Tiny Cock Needs Sucking! HELP!
If any ladies are still up and craving some cock please help me!? Its been 3 years since I had sex or a nice blowjob! I am not the best looking guy or biggest penis either. But good with my tongue and kissing! You come over suck me, If we want to do more then lets do it. Then you leave, if you have time tomorrow or next day come by again! I cant have people stay the night here. ASK ME FOR MY FACE PICS! ALSO IF YOU WANT TO HEAT THINGS UP OR TRY SOMETHING DIFFERENT THERE IS AN ALLEY BY MY HOUSE WE CAN SURE TRY PUBLIC FUCK? PETER
The last time I saw someone blowing on something like that, he was leading mice out of a German village.
Anyway, meet Peter, an Amish man who unfortunately lost his actual penis in an acorn smelting accident. Amish surgeons successfully replaced his penis with a nipple from a cow udder, and now Peter gets an aggressive hand job every time someone in the village wants a fresh bowl of cereal.
Since moving out of the village Peter has been rather horny, and to entice you frisky vixens over to his mom's basement, he proudly presents what at first glance appears to be Burger King's new 1/4inch Chicken Sausage wrapped in a light pork casing. Dip that thing in mustard and coat it with sesame seeds, and you'd have hordes of Chinese kids chasing you down the street with chop sticks.
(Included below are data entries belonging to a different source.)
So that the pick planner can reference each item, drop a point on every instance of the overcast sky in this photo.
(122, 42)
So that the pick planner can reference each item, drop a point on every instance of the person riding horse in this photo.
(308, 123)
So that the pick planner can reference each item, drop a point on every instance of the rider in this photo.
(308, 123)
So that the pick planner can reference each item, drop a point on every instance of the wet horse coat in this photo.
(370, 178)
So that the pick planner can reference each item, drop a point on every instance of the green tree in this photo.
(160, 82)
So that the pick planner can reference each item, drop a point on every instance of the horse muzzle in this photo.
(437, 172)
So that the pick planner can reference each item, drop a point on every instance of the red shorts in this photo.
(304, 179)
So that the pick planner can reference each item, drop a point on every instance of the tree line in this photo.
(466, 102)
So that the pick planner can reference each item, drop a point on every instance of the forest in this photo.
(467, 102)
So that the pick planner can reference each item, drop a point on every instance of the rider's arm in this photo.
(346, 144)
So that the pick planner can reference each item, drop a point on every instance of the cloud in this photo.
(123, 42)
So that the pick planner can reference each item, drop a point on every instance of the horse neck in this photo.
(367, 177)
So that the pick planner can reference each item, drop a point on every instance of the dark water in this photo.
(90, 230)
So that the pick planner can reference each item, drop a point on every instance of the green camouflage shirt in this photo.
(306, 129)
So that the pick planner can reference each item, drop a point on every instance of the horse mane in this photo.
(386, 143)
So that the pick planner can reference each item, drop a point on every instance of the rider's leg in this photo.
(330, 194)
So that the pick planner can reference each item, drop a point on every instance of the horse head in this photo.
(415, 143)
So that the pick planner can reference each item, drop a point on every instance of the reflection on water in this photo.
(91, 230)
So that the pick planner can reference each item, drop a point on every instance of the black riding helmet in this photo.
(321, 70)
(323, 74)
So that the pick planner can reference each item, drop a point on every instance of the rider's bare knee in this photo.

Unfortunately, Peter's skull still needs to be halved and bored out like a picnic melon if he thinks this fucking pigsty of a personal ad would even attract a horny and blind porn star fresh out of black tar heroin.
If your ideal man resembles a cobwebbed Chia Pet with a bulbous, pale thorax, maybe we might have had a good start. But the dirty, semen-stained Old Navy sweatpants leading to white Wal-Mart socks elegantly matched with a pair of black Crocs doesn't help the cause of penus nonexistus. Women may be up for watching you masturbate on occasion guys, but for the love of Christ, take your fucking socks off. If masturbating makes your toes that cold, you need more blood.
Clean up your rat's nest, and extract that multi-plug outlet. Plug in a vacuum cleaner, a hair trimmer, and a Mogen clamp, which is used in circumcision procedures. Clean that craphole up, trim your abdominal hedges, and clip the tip off that elephant snout. Moisten it with oil, dip it in flour, fry it and serve with garnish and cold milk.
Also, plug in some lights. And for the love of God, turn them the fuck off.